小田急線本厚木駅から北西に進むと、県内では指折りの進学校とされる神奈川県立厚木高等学校がある。
その正門の前の下り坂を降りていく。
この坂自体は学生の通学のために比較的最近に切り開かれたもののようである。
この坂を脇道にそれると、すぐ脇に「尼の泣き坂」と書かれた小さな案内看板が立てられており、この近くが尼寺であったことをわずかに思い起こさせるのである。
かつて、このあたりには尼寺があったという。
尼寺の跡は厚木高校の場所であるとも、西側に進んだ、その名も「尼寺工業団地」のあたりだとも言われている。
実際に、この尼寺工業団地の一角には「一乗尼寺」の案内石碑がたち、ここに尼寺があったことを如実に示しているのである。

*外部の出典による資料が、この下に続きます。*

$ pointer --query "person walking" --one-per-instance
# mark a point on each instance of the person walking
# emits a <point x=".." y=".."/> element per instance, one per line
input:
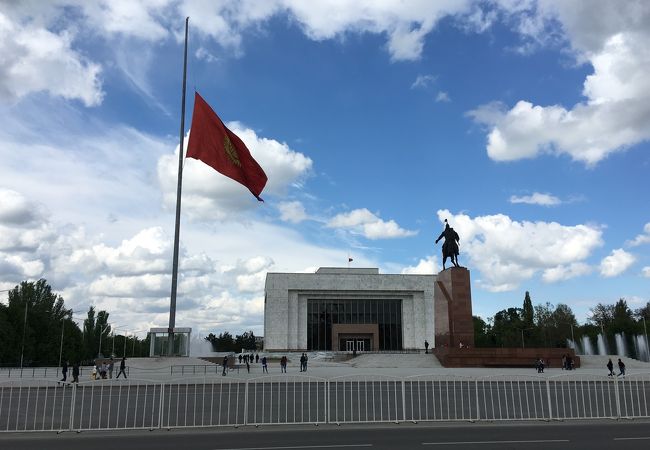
<point x="75" y="372"/>
<point x="122" y="367"/>
<point x="64" y="370"/>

しかし、この尼寺は当時としては高台にあり、井戸すらなかったという。
そこで、生活に必要な水は尼さんが毎日桶を担いでは坂下の井戸まで汲みにいき、その桶を抱えて急坂を登るといった大変な重労働であったという。
今でこそ道は綺麗に舗装され、傾斜もだいぶゆるくなっているようであるが、それでも歩いて登るには楽ではない。
この坂を、重い水を満杯にした桶を抱えながら毎日何往復もするのであるから、その労苦たるや想像に絶するものがある。
今でこそ蛇口をひねればいくらでも出てくる水であるが、かつては井戸や川から汲んでは運び、うっかり濁った生水でも飲もうものなら流行り病まで出してしまうばかりか、医学も科学思想も発達していなかった頃は水あたりは水神様のタタリとして恐れられた事もあったという。
したがって、当時の村々の水場にはあまねく水神様が祀られて神格化され、人々にとって水は神聖なものであったのだ。
いま、この尼の泣き坂の日に立ち、どこまでも下っていく長い坂を眺める時、泣きながら桶を担いでは坂を登った名もなき尼たちの労苦が、切々と思い起こされるのである。